Holidays and Golden Days
September 15th, 2012 § Leave a Comment
Scrumptious B+W 35mm prints all over the place this week at the ol’ GI. I’m getting this up a bit late for previewing Friday, so I’ll launch straight into my spiel for our 3rd annual fundraiser.
If you’re reading this, then you care about the Grand Illusion to some small degree. And any increment of degree of caring for our little jewel in Seattle’s cinematic crown should get thee hence to us tonight. I’ll be there slanging drinks yet again, hopefully with the esteemed Elizabeth Scarborough in tandem. It’s always a good time, and this year proves no different. Towering classics of cinema have graced us each year, from Bogart in “Casablanca” to Stewart in “Rear Window” to Tati in “M. Hulot’s Holiday.”
Allow me a moment to say a couple of words about “M. Hulot’s Holiday,” I’ll try to keep it brief. My first introduction to Tati was actually 2010’s animated “The Illusionist.” I mean I knew about his Hulot series, but I had never seen them. “The Illusionist” (from a screenplay by Tati) was an absolute delight of subtleties and visual treats, with hardly a word of spoken or at least understood dialogue. “M. Hulot’s Holiday” is thankfully right and truly in that vein.
Now what I noticed right away is Hulot’s lineage in the way of “silent” comic characters. A cinematic stop-off point in between Charlie Chaplin and Rowan Atkinson.
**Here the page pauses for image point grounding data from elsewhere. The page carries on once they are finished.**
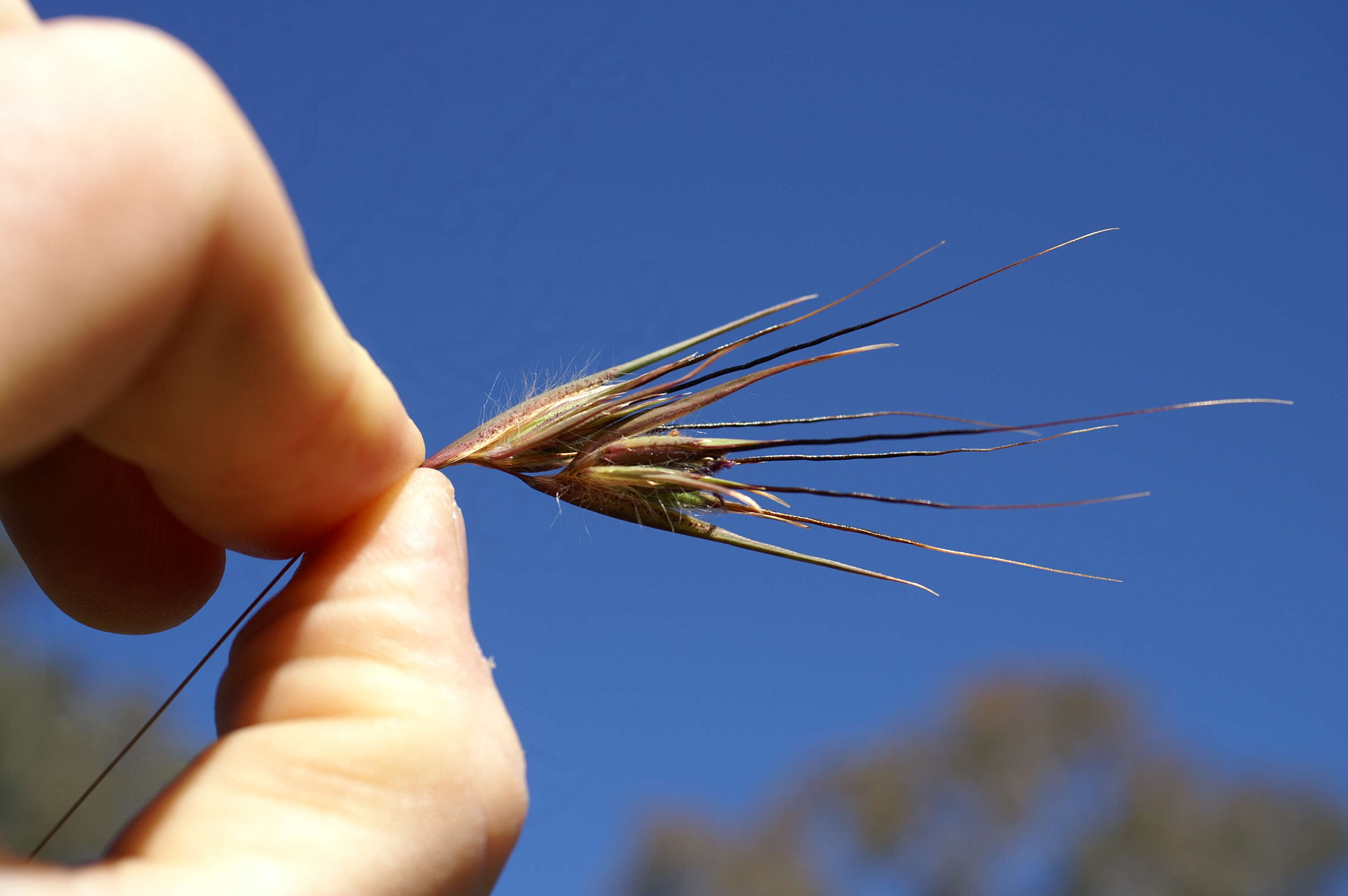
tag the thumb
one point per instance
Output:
(364, 747)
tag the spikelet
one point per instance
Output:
(607, 442)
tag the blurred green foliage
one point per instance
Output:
(56, 736)
(1030, 786)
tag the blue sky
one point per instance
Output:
(495, 192)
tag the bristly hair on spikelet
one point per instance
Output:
(607, 442)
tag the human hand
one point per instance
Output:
(174, 383)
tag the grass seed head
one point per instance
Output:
(607, 441)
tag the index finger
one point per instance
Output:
(160, 304)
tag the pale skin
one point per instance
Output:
(173, 383)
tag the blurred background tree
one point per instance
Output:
(1030, 786)
(56, 735)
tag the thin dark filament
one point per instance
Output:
(886, 455)
(803, 521)
(696, 358)
(867, 496)
(161, 711)
(820, 419)
(879, 320)
(850, 439)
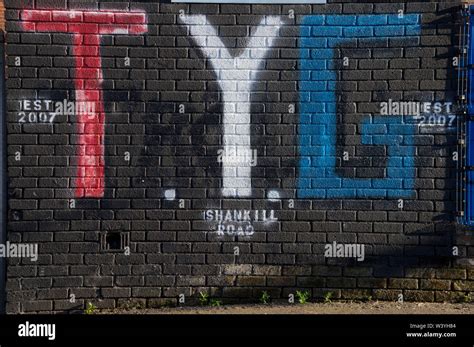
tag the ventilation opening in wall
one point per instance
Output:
(114, 241)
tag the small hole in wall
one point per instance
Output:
(114, 241)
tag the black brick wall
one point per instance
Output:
(173, 250)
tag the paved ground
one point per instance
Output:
(376, 307)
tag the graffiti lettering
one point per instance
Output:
(235, 76)
(87, 27)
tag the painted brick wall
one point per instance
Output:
(295, 90)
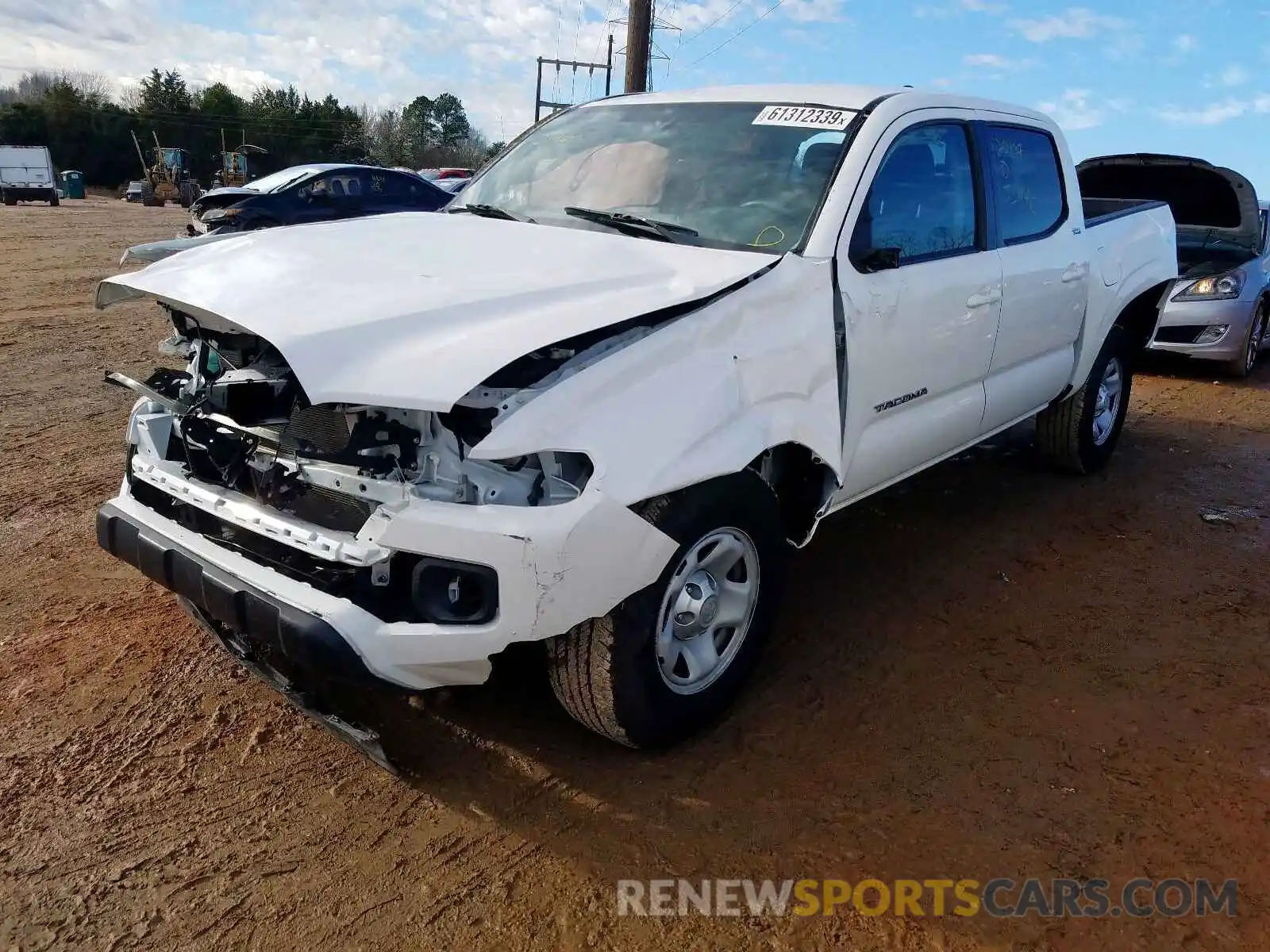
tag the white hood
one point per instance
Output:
(414, 310)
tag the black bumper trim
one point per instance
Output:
(298, 653)
(304, 638)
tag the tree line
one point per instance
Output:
(88, 129)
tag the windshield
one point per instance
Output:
(279, 179)
(746, 175)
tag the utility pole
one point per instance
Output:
(539, 102)
(639, 44)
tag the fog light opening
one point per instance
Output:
(454, 593)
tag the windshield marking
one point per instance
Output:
(804, 117)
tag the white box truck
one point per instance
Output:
(27, 175)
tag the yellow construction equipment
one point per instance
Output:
(234, 164)
(168, 175)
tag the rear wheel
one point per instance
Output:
(1080, 433)
(672, 658)
(1242, 365)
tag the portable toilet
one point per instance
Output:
(73, 184)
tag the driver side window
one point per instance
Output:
(922, 202)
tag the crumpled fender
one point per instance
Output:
(702, 397)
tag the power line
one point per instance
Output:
(762, 16)
(723, 16)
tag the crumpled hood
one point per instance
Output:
(414, 310)
(228, 194)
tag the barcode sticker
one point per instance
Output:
(808, 117)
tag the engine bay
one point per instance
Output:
(238, 416)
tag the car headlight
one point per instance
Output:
(1216, 289)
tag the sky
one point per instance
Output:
(1172, 76)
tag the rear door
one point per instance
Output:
(1045, 266)
(330, 196)
(920, 334)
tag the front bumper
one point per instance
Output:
(298, 653)
(1181, 321)
(556, 566)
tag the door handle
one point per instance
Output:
(983, 298)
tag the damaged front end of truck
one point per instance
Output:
(368, 486)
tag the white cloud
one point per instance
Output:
(1072, 23)
(1213, 114)
(1079, 109)
(1233, 75)
(995, 61)
(813, 10)
(940, 12)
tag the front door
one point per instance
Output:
(1045, 266)
(921, 296)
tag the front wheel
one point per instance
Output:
(1242, 365)
(1080, 433)
(673, 657)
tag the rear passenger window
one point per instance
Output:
(1026, 183)
(921, 200)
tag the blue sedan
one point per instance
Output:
(311, 194)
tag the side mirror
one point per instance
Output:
(878, 259)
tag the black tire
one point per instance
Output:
(606, 670)
(1064, 431)
(1242, 365)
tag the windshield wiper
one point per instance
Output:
(489, 211)
(635, 224)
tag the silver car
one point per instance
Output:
(1217, 309)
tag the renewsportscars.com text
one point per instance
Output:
(935, 898)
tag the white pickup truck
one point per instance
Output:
(647, 349)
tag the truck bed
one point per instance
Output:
(1100, 211)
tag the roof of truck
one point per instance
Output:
(823, 94)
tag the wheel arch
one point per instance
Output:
(800, 480)
(803, 484)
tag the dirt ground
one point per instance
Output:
(994, 670)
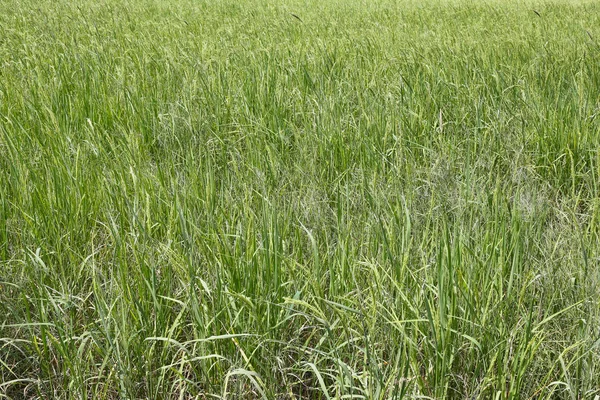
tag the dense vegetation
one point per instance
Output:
(300, 199)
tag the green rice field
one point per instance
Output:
(300, 199)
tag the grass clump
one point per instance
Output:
(299, 200)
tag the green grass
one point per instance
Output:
(299, 199)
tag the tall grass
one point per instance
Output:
(299, 199)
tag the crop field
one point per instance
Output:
(299, 199)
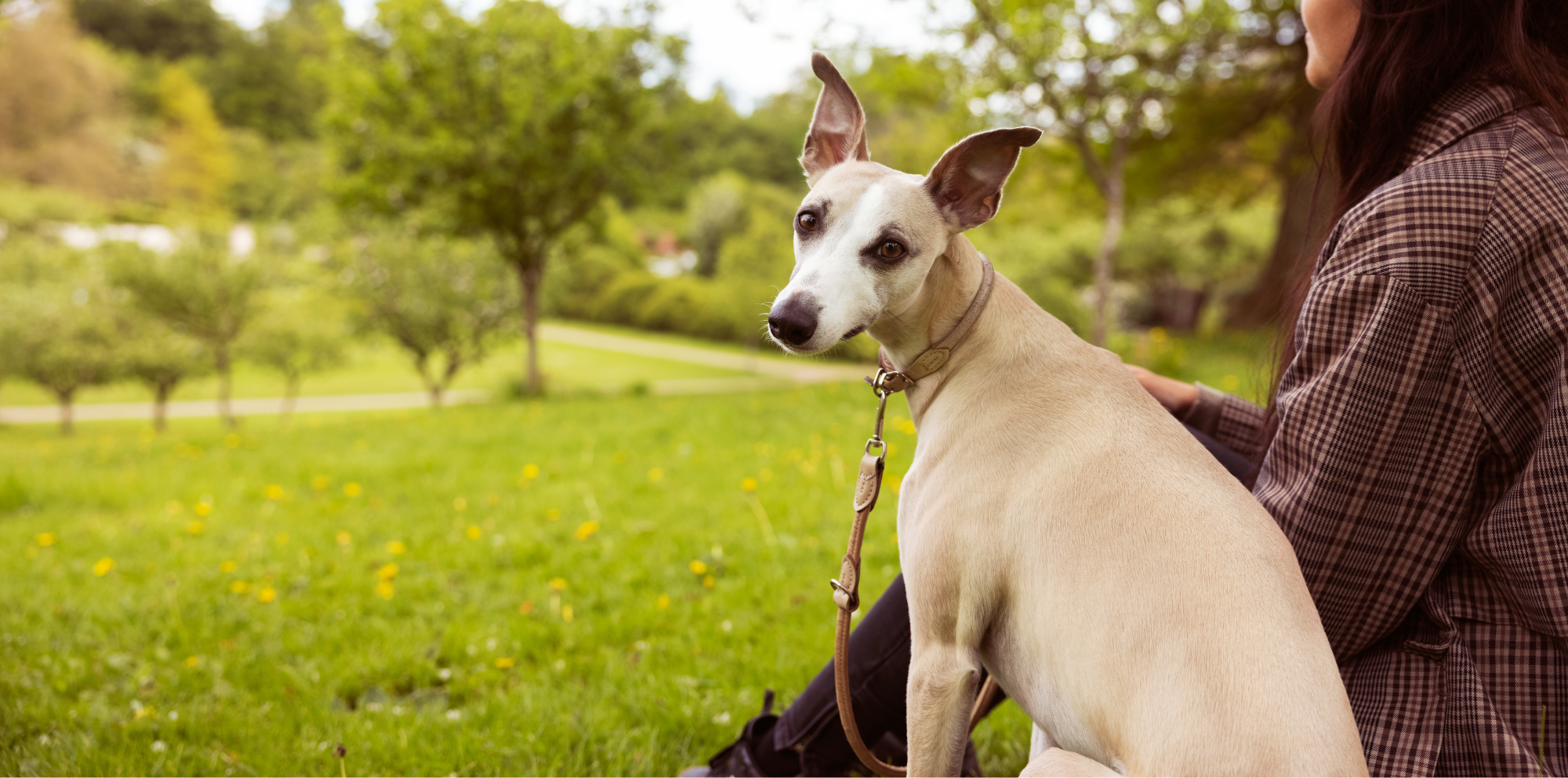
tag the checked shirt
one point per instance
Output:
(1421, 460)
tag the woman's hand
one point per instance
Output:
(1175, 396)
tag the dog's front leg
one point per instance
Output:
(943, 686)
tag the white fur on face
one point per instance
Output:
(832, 266)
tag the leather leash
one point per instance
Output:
(848, 587)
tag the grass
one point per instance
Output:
(239, 627)
(209, 603)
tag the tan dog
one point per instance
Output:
(1058, 526)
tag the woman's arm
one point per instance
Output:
(1229, 420)
(1373, 471)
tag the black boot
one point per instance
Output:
(753, 754)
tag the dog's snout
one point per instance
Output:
(794, 322)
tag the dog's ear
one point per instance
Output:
(838, 128)
(967, 183)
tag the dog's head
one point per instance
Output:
(866, 236)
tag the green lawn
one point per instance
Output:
(208, 603)
(239, 627)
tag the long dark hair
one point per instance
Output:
(1406, 54)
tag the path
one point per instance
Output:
(768, 374)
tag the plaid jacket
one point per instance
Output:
(1421, 462)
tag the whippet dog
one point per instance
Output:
(1058, 526)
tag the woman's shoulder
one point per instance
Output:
(1492, 200)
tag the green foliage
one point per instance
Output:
(200, 289)
(430, 112)
(274, 81)
(70, 341)
(164, 29)
(60, 112)
(445, 302)
(716, 211)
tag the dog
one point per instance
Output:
(1058, 526)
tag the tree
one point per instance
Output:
(71, 343)
(296, 340)
(197, 165)
(200, 291)
(716, 211)
(161, 358)
(515, 126)
(443, 302)
(62, 117)
(164, 29)
(1102, 75)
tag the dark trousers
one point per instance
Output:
(879, 675)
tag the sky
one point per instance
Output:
(755, 48)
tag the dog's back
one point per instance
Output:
(1120, 584)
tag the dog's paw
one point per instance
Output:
(1062, 763)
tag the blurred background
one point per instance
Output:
(393, 374)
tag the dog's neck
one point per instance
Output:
(932, 311)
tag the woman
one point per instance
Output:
(1417, 449)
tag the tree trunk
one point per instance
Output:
(532, 274)
(68, 424)
(291, 396)
(225, 385)
(1116, 192)
(161, 407)
(1301, 222)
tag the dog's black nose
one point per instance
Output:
(794, 322)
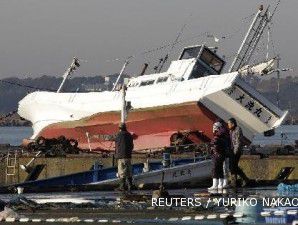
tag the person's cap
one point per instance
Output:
(122, 125)
(217, 127)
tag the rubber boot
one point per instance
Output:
(214, 185)
(225, 184)
(220, 184)
(130, 185)
(122, 186)
(234, 180)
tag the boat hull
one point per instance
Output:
(152, 128)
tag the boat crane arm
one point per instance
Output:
(73, 66)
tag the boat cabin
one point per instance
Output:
(194, 62)
(207, 62)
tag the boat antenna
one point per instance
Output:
(73, 66)
(165, 59)
(127, 61)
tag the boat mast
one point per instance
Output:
(121, 72)
(73, 66)
(251, 39)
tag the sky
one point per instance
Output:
(40, 37)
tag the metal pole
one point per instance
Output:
(245, 38)
(88, 139)
(123, 107)
(278, 79)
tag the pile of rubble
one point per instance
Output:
(54, 147)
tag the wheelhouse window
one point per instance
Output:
(190, 53)
(162, 79)
(147, 82)
(212, 60)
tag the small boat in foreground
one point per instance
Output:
(190, 172)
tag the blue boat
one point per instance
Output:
(189, 172)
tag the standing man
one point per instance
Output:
(236, 151)
(218, 148)
(124, 147)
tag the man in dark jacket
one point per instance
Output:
(123, 148)
(237, 150)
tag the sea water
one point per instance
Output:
(14, 135)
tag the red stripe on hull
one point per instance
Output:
(153, 127)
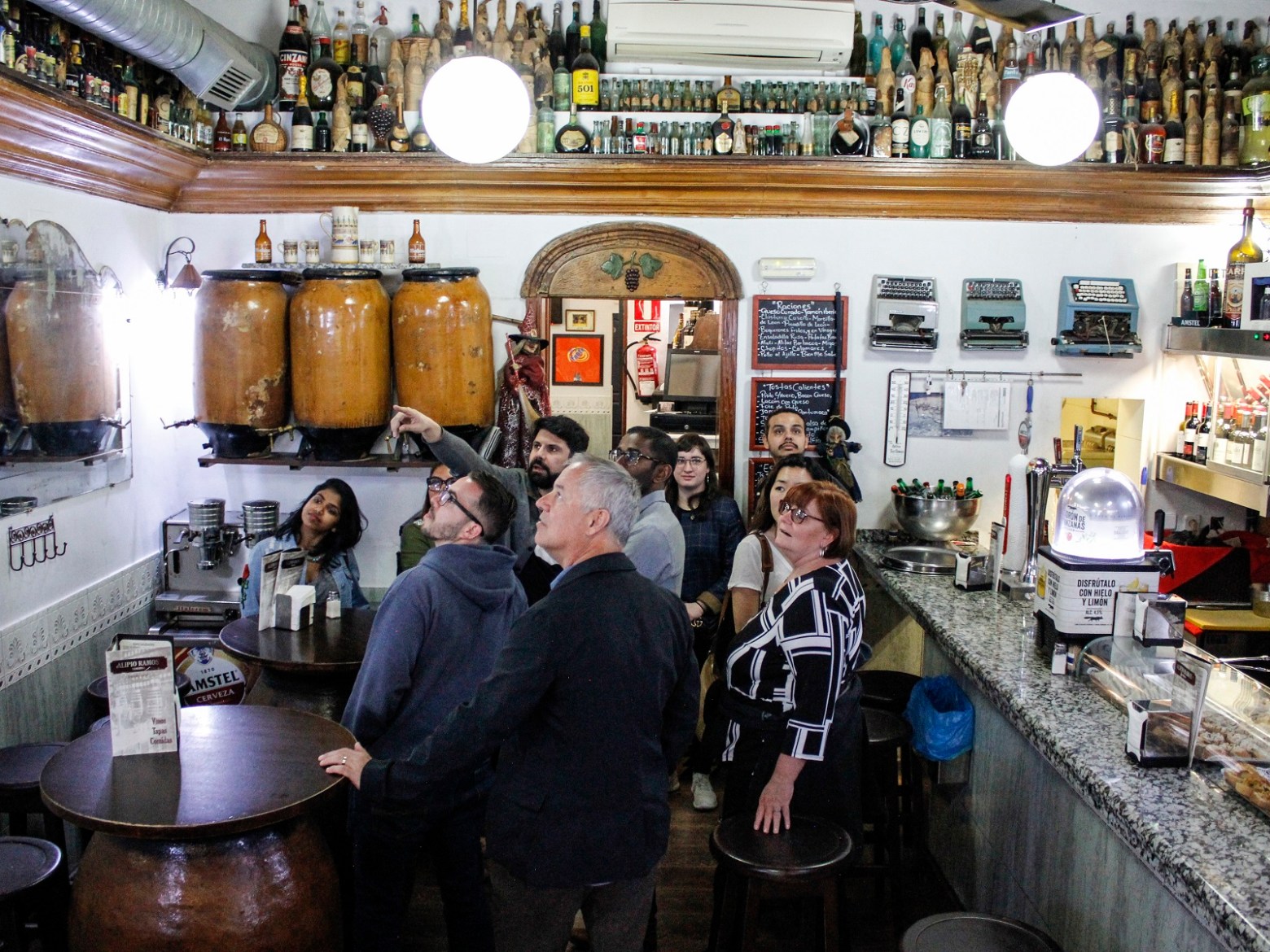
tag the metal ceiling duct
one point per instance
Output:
(215, 63)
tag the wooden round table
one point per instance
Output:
(311, 669)
(208, 848)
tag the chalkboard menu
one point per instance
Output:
(796, 334)
(809, 396)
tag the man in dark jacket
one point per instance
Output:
(436, 637)
(593, 700)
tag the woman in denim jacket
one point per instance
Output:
(326, 527)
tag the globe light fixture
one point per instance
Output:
(1052, 118)
(475, 109)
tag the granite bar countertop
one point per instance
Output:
(1208, 845)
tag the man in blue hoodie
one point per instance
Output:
(436, 637)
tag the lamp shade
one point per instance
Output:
(475, 108)
(1052, 118)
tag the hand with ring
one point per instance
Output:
(346, 763)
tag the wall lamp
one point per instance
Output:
(188, 277)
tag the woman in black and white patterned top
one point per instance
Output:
(793, 698)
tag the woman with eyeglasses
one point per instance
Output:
(793, 700)
(326, 527)
(414, 541)
(712, 532)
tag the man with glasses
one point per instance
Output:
(657, 541)
(554, 441)
(435, 639)
(591, 702)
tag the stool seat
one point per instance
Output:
(887, 689)
(25, 862)
(811, 849)
(884, 729)
(974, 932)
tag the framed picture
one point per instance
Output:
(578, 360)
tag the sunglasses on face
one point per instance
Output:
(798, 516)
(447, 496)
(630, 456)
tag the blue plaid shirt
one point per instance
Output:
(710, 539)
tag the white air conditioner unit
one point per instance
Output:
(742, 36)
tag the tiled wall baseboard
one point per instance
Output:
(36, 640)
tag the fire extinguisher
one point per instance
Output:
(646, 376)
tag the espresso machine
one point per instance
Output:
(204, 560)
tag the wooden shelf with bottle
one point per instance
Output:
(50, 138)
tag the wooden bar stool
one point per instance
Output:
(804, 859)
(974, 932)
(20, 767)
(32, 880)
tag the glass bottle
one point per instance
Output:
(585, 74)
(238, 135)
(417, 249)
(263, 247)
(572, 136)
(1244, 251)
(342, 41)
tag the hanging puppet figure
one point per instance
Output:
(522, 394)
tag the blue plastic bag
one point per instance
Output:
(943, 718)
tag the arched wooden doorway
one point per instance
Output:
(572, 265)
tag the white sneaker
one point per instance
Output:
(703, 793)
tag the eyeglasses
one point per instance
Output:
(447, 496)
(798, 516)
(630, 456)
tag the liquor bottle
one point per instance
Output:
(399, 136)
(859, 63)
(324, 75)
(982, 140)
(303, 120)
(417, 249)
(1244, 251)
(1186, 305)
(292, 59)
(238, 135)
(573, 138)
(1203, 435)
(360, 36)
(1255, 145)
(263, 247)
(573, 34)
(721, 133)
(921, 38)
(342, 41)
(598, 36)
(319, 31)
(585, 74)
(900, 127)
(963, 131)
(1175, 138)
(1202, 295)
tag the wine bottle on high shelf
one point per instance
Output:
(292, 59)
(1244, 251)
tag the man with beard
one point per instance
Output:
(435, 639)
(554, 441)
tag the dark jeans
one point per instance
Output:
(387, 850)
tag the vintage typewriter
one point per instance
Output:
(904, 314)
(993, 315)
(1097, 317)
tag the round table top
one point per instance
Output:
(328, 646)
(239, 768)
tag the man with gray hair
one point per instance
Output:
(591, 704)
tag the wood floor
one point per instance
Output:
(685, 899)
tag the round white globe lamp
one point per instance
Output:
(475, 108)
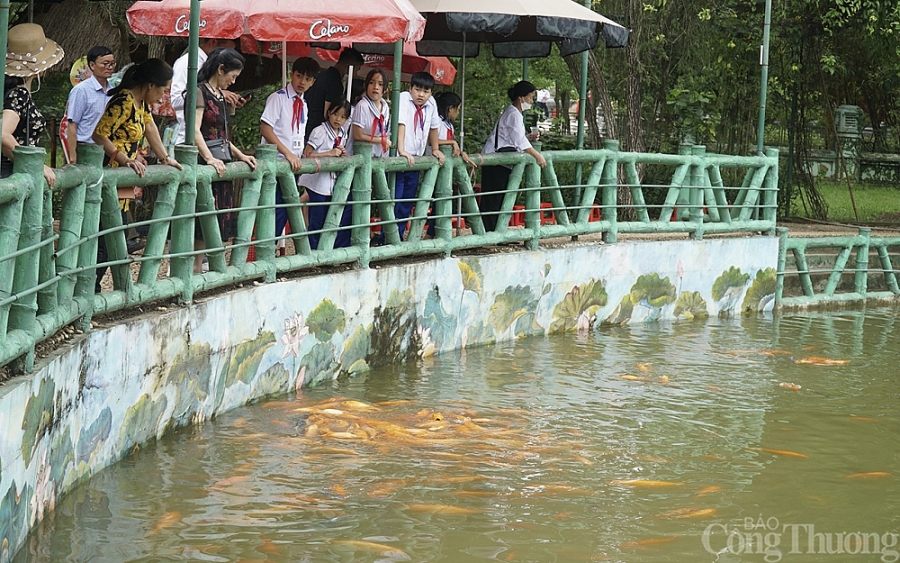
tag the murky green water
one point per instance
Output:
(536, 451)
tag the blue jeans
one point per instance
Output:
(280, 212)
(406, 187)
(317, 214)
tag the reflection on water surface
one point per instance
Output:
(718, 441)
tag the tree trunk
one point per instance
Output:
(156, 48)
(634, 140)
(599, 91)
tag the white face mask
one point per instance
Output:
(38, 89)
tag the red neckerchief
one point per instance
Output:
(378, 123)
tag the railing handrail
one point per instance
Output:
(47, 277)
The influence of Chaplin’s silly gaited and frumpled Tramp on Hulot and his precursor to Atkinson’s socially awkward and prankster Bean. I mean, Mr. Bean’s last effort was a movie about vacationing on a French beach in a film titled “Mr. Bean’s Holiday.” Do you doubt the lineage?
So please, for the love of all that is holy (read: independent, volunteer-run, art house cinema), come support the GI tonight. I’ll be there. Hell, even Obama would be there if he weren’t campaigning! (Though that would be an excellent photo op, Mr. President.)
And the other film we have this week? “Dead Men Don’t Wear Plaid,” an inspired and wonderful P.I. ode to noir. Classic dames and vamps and vixens and femme fatales abound in this film comprised of archive footage inter-spliced with my boy Steve Martin and the hubba hubba hubba Rachel Ward. And my boy Humphrey Bogart even makes a few appearances! Somewhat in the vein of “What’s Up, Tiger Lily?” and “Kung Pow,” characters are made to interact with classic movie footage into an entirely new story. Unlike “Tiger Lily” and “Kung Pow,” however, this movie draws a wide expanse of classic titles from the 40s and 50s. Check out this hilarious brand new 30th anniversary print of “Dead Men” before my breasts get knocked out of whack!
That’s about it from me this week, please enjoy the mellow and beautiful sunny yet overcast day out there, then swing on down this evening for fun and frivolity.